Наутро, я специально отправилась оценить высоту забора, и не могла поверить, что сумела взять такое препятствие. Прыжки в высоту никогда мне не давались, на школьных уроках физкультуры, я всегда добегала до перекладины и замирала возле нее, не в силах сдвинуться с места. Оказывается, следовало пригрозить мне винтовкой с солью...

Лагерь был очень живописным. Деревянные домики в виде «бунгало» и «шале» расположились между почти нетронутыми участками соснового леса, вдоль пляжа. Нам с Таней, пользовавшихся рекомендацией члена ЦК комсомола Эстонии (одного из папиных студентов), предложили выбор жилья. Как обычно, не слишком приученные к выбору, мы растерялись. Можно было поселиться в довольно просторной комнате в четырехкомнатном бунгало, но нам приглянулись стоящие обособленно палатки – «шале». Хотелось полной изолированности. Так мы стали владельцами отдельного домика, размером и убранством более всего напоминавшего собачью будку. Мебель в нем отсутствовала вовсе, на дощатом полу лежали два матраса – наши ложа, ставшие уже вполне привычными после колхоза. Между матрасами имелся проход, позволявший проползти лишь боком. Выпрямиться полностью даже в центре треугольника не могла и я, не говоря уже о Тане, в которой было 172 см роста. Но нас все эти «удобства» нисколько не смущали, все казалось очень даже романтичным.

Поскольку наша будка стояла на самом берегу, море было в двух шагах от двери, чуть не сказала, что его было видно из окон, но окон в нашем жилище не водилось. Купались мы целыми днями, а особенно пьянили ночные купания. Пляж считался пограничной полосой – граница проходила по морю. Ежевечерне песок вспахивался допотопным трактором, после чего «граница» считалась закрытой «на замок». Но поскольку всякий запретный плод манит неудержимо, мы с восторгом перепрыгивали через вспаханную линию и купались до изнеможения, уворачиваясь от луча прожектора, бродившего по береговой полосе.

В перерывах между купаниями мы совершали набеги на Нарву, не обходили вниманием и Усть-Нарвскую набережную – местный променад и центр всеобщего притяжения, а также всячески пытались разнообразить свою жизнь общением с аборигенами. Периодически мы посещали финскую баню, поначалу казавшуюся недосягаемой. Число желающих значительно превышало пропускную способность, посему попасть туда можно было лишь по записи. Список был настолько велик, что мы смогли бы попариться, только задержавшись в «Норусе» на пару дополнительных смен. Но, как всегда, помогла наша природная общительность: у нас завелось несколько влиятельных знакомых, которые проводили нас в любое труднодоступное место по первому требованию.

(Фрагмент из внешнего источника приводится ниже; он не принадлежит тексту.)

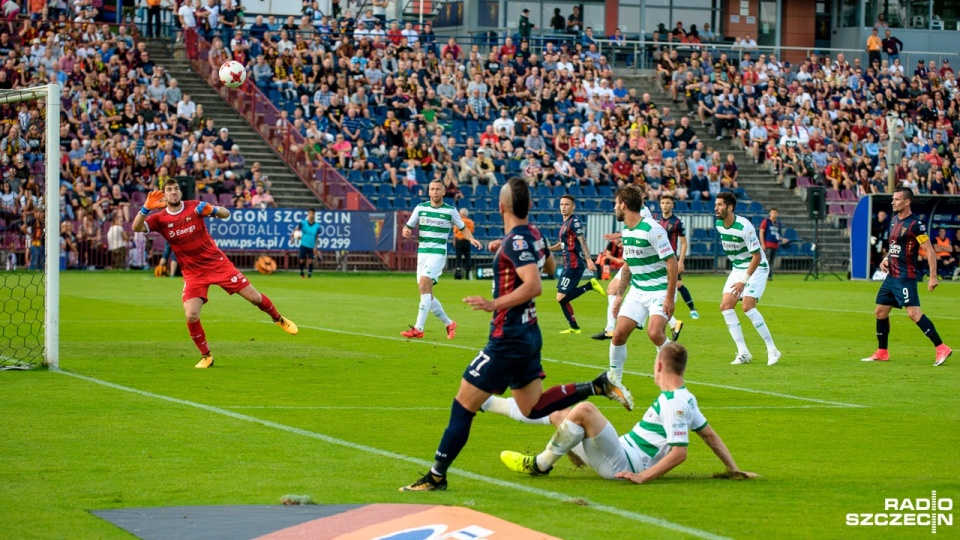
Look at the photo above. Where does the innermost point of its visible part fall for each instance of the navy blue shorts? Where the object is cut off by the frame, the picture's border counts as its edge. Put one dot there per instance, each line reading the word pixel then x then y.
pixel 507 363
pixel 898 292
pixel 570 279
pixel 305 253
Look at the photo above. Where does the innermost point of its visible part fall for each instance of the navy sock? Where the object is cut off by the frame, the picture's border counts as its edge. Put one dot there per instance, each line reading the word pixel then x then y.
pixel 578 292
pixel 568 312
pixel 926 326
pixel 454 438
pixel 560 397
pixel 685 294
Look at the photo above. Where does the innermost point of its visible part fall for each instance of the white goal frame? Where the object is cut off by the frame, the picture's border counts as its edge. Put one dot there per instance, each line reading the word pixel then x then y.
pixel 51 301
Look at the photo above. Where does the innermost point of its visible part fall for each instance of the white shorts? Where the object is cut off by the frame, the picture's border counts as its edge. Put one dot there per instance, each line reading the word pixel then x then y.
pixel 430 265
pixel 755 286
pixel 638 305
pixel 608 455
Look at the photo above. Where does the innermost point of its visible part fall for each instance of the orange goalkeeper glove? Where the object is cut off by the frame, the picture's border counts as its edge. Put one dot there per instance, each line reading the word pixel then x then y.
pixel 206 209
pixel 154 202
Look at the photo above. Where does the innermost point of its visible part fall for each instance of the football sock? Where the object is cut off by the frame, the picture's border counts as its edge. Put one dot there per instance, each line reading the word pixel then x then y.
pixel 567 436
pixel 267 307
pixel 454 438
pixel 926 326
pixel 685 294
pixel 883 333
pixel 437 310
pixel 568 312
pixel 611 320
pixel 198 336
pixel 425 301
pixel 757 319
pixel 618 356
pixel 508 407
pixel 578 292
pixel 736 331
pixel 560 397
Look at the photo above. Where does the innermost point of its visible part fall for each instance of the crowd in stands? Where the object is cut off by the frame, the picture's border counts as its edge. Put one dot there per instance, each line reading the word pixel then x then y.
pixel 125 126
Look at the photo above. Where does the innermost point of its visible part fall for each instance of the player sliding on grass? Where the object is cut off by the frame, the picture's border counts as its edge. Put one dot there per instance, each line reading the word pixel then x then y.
pixel 512 355
pixel 655 446
pixel 576 259
pixel 436 220
pixel 899 288
pixel 202 263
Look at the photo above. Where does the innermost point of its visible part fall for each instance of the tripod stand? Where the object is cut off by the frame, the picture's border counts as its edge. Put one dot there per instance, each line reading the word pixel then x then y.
pixel 815 269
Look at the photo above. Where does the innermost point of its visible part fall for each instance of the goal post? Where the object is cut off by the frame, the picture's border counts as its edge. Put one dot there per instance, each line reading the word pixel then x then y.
pixel 22 325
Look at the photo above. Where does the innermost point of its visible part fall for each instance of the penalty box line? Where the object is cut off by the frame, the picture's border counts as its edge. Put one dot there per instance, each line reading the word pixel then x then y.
pixel 838 404
pixel 553 495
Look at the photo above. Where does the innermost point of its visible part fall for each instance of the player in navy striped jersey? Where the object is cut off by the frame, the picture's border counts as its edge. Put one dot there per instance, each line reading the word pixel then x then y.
pixel 511 358
pixel 677 235
pixel 576 259
pixel 899 288
pixel 655 446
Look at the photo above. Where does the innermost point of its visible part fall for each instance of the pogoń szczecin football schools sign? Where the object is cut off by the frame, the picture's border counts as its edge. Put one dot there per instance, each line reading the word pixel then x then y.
pixel 271 229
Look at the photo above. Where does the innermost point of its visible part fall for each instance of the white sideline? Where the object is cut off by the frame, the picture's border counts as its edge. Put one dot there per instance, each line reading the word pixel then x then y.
pixel 577 364
pixel 553 495
pixel 610 407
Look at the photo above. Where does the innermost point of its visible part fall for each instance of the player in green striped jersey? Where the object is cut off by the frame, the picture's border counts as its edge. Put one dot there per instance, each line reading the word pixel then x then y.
pixel 656 445
pixel 435 221
pixel 747 279
pixel 648 282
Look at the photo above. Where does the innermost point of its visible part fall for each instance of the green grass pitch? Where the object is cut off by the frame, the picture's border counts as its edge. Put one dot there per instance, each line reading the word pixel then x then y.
pixel 305 414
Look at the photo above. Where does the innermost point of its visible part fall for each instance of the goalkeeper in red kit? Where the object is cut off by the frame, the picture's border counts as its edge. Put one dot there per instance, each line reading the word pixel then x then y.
pixel 202 263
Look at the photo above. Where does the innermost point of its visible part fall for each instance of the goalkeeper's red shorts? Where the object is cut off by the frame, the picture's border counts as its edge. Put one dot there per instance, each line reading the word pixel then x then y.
pixel 227 278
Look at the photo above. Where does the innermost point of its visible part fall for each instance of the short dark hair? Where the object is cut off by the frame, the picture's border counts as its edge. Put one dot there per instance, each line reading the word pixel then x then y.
pixel 631 197
pixel 674 357
pixel 728 199
pixel 520 192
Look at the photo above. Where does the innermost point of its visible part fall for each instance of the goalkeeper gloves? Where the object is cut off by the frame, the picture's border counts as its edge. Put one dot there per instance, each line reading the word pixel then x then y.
pixel 154 202
pixel 207 209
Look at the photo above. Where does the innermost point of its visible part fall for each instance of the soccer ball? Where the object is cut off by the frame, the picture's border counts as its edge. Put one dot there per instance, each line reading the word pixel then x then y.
pixel 232 74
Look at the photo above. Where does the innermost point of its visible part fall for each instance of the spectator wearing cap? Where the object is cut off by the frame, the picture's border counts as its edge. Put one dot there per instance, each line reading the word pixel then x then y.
pixel 224 139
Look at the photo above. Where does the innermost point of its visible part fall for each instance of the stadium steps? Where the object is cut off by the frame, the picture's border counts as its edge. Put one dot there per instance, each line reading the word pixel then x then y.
pixel 834 243
pixel 287 188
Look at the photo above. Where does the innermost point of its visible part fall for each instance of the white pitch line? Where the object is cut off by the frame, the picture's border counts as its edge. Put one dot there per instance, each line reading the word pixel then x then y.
pixel 553 495
pixel 365 408
pixel 578 364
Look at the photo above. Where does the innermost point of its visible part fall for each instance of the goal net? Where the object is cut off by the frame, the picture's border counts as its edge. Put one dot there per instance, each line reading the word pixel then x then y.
pixel 30 228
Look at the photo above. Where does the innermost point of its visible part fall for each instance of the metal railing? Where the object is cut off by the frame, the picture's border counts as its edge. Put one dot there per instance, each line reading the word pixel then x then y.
pixel 279 133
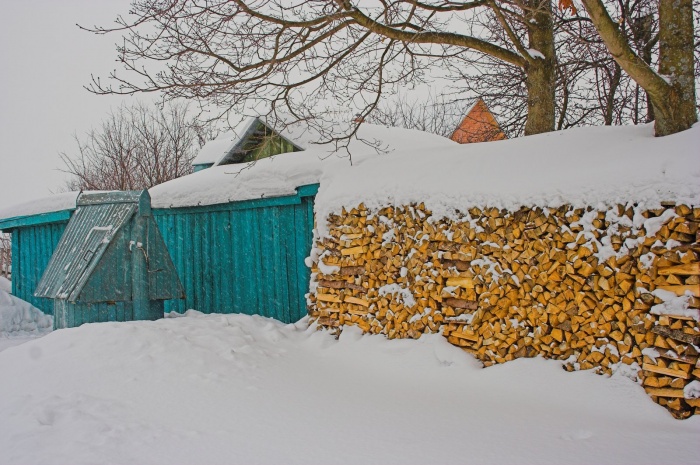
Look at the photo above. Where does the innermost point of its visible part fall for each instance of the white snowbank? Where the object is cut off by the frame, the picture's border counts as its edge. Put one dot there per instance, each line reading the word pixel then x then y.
pixel 17 317
pixel 591 166
pixel 240 389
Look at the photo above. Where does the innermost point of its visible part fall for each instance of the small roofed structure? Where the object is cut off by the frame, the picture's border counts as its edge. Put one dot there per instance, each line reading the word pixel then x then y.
pixel 111 263
pixel 478 125
pixel 250 140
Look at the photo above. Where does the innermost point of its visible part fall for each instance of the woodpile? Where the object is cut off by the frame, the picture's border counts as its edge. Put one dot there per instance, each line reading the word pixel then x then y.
pixel 572 284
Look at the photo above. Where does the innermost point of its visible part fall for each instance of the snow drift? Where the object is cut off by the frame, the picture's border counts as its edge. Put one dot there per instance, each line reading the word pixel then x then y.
pixel 242 389
pixel 20 318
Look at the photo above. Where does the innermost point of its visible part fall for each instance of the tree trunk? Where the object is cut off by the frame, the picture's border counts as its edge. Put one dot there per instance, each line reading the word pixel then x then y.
pixel 540 72
pixel 673 93
pixel 677 112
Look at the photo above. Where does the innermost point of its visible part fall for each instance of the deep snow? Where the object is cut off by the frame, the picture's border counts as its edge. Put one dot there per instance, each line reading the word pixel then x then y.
pixel 241 389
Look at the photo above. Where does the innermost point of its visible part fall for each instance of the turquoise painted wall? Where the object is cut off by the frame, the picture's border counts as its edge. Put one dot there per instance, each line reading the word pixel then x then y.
pixel 245 257
pixel 32 248
pixel 242 257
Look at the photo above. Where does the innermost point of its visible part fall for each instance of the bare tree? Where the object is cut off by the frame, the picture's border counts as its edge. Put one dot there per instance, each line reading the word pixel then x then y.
pixel 136 147
pixel 671 89
pixel 297 56
pixel 437 114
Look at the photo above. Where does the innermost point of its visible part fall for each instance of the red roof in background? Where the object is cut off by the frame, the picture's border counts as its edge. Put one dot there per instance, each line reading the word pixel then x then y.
pixel 479 125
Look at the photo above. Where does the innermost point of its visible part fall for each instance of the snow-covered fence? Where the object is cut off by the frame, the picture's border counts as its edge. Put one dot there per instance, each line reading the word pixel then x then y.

Там же в Усть-Нарве я весьма необычным образом отметила свое девятнадцатилетие. Проснувшись утром, я обнаружила, что все подступы к нашей будке засыпаны великолепными разноцветными георгинами. Самое забавное, что каждый из них имел бирку с названием и номером: как будто, кто-то ограбил оранжерею. Почти так и оказалось: у меня завелся поклонник из аборигенов: главный педиатр из Нарвы, который сначала изредка, а потом все чаще и чаще наезжал к нам в гости. Так вот, этот самый уважаемый доктор (окружающие относились к нему с большим почтением, несмотря на его молодость) ночью совершил набег на близлежащий цветочный питомник и порезвился там от души. Его набег оказался более удачным, чем наш, так как он не был ни пойман, ни даже обнаружен. Местная публика еще долго обсуждала разорение питомника и пропажу каких-то редчайших цветочных экземпляров. В число подозреваемых попал кто угодно, кроме реального «преступника».

* * *

Итак, в последние студенческие каникулы мы с Галей и моей сестрой Олей гордо отбыли в направлении Сочи. Олю отпустили под мою ответственность (я, хоть и слыла среди родственников буйной, легкомысленной и непредсказуемой, все-таки была старше, оканчивала институт и являлась замужней дамой). Оля не могла придти в себя от счастья, ее свобода в семье еще более ограничивалась, чем в свое время моя (хотя, в отличие от меня, она принимала это покорно и никогда не бунтовала). Олиным единственным условием было наличие городского туалета, против чего мы тоже не стали возражать, хотя и ухмыльнулись про себя; во всем остальном она готова была следовать за нами без рассуждений.

Перед поездкой Лина, Галя и я решили месяц поработать, чтобы заработать на дорогу хотя бы часть требуемой суммы. В то время студентам устроиться на временную работу или найти приличную подработку было почти невозможно. Мы и раньше делали попытки, но безрезультатно. Однажды мы попытались найти работу через Бюро по трудоустройству. Обратились официально к сотруднику, были выслушаны со вниманием и неожиданно быстро получили направление на Печатный Двор. Мы тотчас же отправились туда, отыскали отдел кадров, предъявили документ, и были немало обескуражены, когда в ответ услышали гомерический хохот, еще долго сотрясавший принявшего нас кадровика и остальных сотрудников. Оказалось, что им требовались грузчики, посему наша бравая компания и вызвала такую реакцию (мои подруги были столь же «крупными» девушками, как и я, так что мы вполне подходили на роль грузчиков). Стало ясно, что работник Бюро просто посмеялся над нами, и на том наши попытки найти работу прекратились.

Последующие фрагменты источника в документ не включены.